-
-
Custom Go MCP Server: LLM calls typed functions only. No raw shell. No injection. Architectural enforcement, not prompt rules.
-
100% precision, 92.86% recall, 0 hallucinations. 13/14 APT IOCs found on real SRL-2018 dataset. Benchmark vs documented ground truth
-
CONFIRMED: usbclient.exe PID 6648, C2 to 108.79.235.64:33000, 11+ beacons to 172.16.4.10:8080. Real SRL-2018 APT dataset.
-
Self-correction live: pslist empty → DKOM IOC flagged → malfind empty → VAD hook confirmed. Agent catches its own blind spots.
-
Every tool call logged: intent, hypothesis, result, delta. Any finding traced back to exact execution. JSONL + Markdown output
LogPoseSIFT — Project Story
Inspiration
The average attacker moves from initial access to domain control in 7 minutes. The average incident responder takes 7 hours to even start triage.
That gap is not a skill problem — it is a speed problem.
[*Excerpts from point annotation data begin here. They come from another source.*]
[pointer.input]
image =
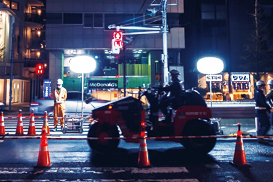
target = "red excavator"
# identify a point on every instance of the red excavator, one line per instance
(123, 117)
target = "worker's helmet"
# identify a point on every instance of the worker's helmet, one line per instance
(59, 82)
(259, 83)
(270, 82)
(174, 73)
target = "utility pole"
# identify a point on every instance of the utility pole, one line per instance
(165, 42)
(11, 65)
(154, 30)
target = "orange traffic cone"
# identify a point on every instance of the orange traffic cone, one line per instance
(45, 124)
(19, 128)
(43, 158)
(143, 158)
(31, 128)
(2, 125)
(239, 155)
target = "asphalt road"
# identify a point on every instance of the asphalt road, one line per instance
(73, 160)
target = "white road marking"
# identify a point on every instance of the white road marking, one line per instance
(160, 170)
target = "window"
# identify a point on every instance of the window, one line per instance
(72, 18)
(211, 11)
(14, 5)
(88, 20)
(98, 20)
(54, 18)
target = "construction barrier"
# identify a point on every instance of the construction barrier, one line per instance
(45, 124)
(41, 117)
(239, 154)
(31, 127)
(115, 138)
(43, 158)
(19, 128)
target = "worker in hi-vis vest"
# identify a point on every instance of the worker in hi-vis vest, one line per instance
(59, 97)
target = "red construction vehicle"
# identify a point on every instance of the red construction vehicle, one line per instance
(123, 117)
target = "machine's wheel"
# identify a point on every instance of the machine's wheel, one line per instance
(198, 145)
(103, 130)
(50, 111)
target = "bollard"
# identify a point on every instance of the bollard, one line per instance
(31, 128)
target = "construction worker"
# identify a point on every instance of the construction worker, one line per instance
(175, 90)
(269, 98)
(59, 97)
(261, 110)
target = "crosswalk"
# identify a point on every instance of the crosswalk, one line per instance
(107, 174)
(11, 124)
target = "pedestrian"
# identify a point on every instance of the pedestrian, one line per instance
(175, 90)
(59, 97)
(261, 110)
(269, 98)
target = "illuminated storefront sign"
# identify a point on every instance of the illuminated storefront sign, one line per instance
(47, 88)
(93, 84)
(240, 77)
(74, 51)
(214, 78)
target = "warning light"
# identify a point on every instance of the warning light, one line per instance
(118, 35)
(39, 69)
(117, 42)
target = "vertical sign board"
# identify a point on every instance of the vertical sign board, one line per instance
(214, 78)
(47, 88)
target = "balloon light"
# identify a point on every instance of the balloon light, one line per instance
(210, 65)
(82, 64)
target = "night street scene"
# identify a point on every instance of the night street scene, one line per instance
(136, 90)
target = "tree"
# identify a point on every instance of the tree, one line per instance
(257, 49)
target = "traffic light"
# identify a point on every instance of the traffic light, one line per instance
(39, 69)
(117, 42)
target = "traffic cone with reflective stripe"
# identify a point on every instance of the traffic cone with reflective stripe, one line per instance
(43, 158)
(239, 155)
(2, 125)
(45, 124)
(143, 158)
(31, 128)
(19, 128)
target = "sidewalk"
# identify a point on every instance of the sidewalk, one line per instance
(229, 126)
(15, 107)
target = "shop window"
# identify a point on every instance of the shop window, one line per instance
(98, 20)
(54, 18)
(88, 20)
(14, 5)
(72, 18)
(7, 3)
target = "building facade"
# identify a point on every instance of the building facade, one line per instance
(18, 31)
(80, 27)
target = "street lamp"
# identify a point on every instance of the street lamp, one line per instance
(82, 64)
(210, 65)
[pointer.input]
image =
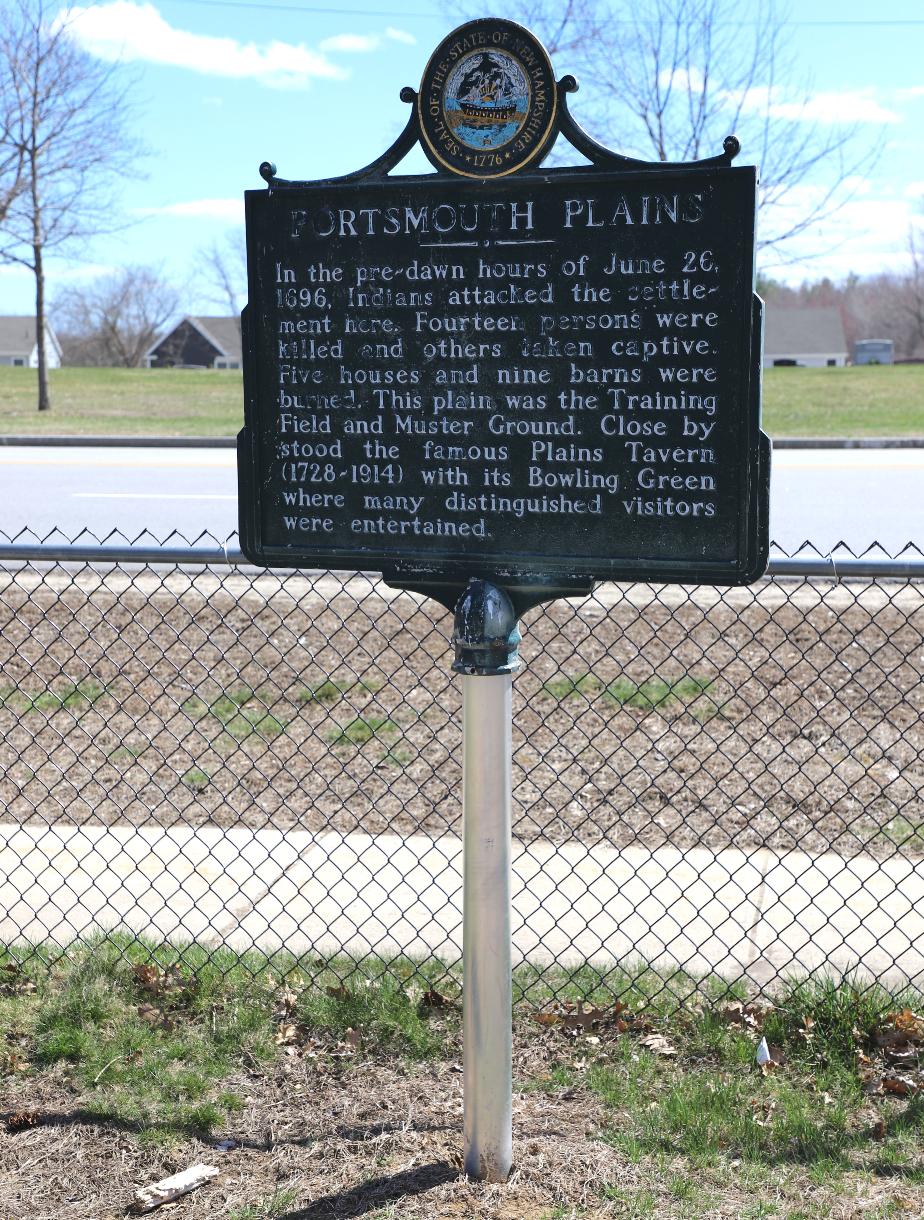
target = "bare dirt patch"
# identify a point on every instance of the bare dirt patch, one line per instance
(383, 1140)
(792, 714)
Attackers have automated their kill chain. Defenders are still typing commands manually.
I built LogPoseSIFT to close that gap. Not with a chatbot wrapper around existing tools, but with a genuinely autonomous agent that thinks like a DFIR analyst — forming hypotheses, running tools, catching its own mistakes, and producing findings that are traceable back to raw evidence.
The name comes from the Log Pose — the compass in One Piece that records and follows magnetic signatures to navigate unknown seas. LogPoseSIFT records the forensic signature of a compromise and navigates toward the truth.
What It Does
LogPoseSIFT is an autonomous DFIR triage agent that connects Claude (with Gemini failover) to the full SANS SIFT Workstation toolchain through a Custom MCP Server written in Go — the most architecturally sound pattern available.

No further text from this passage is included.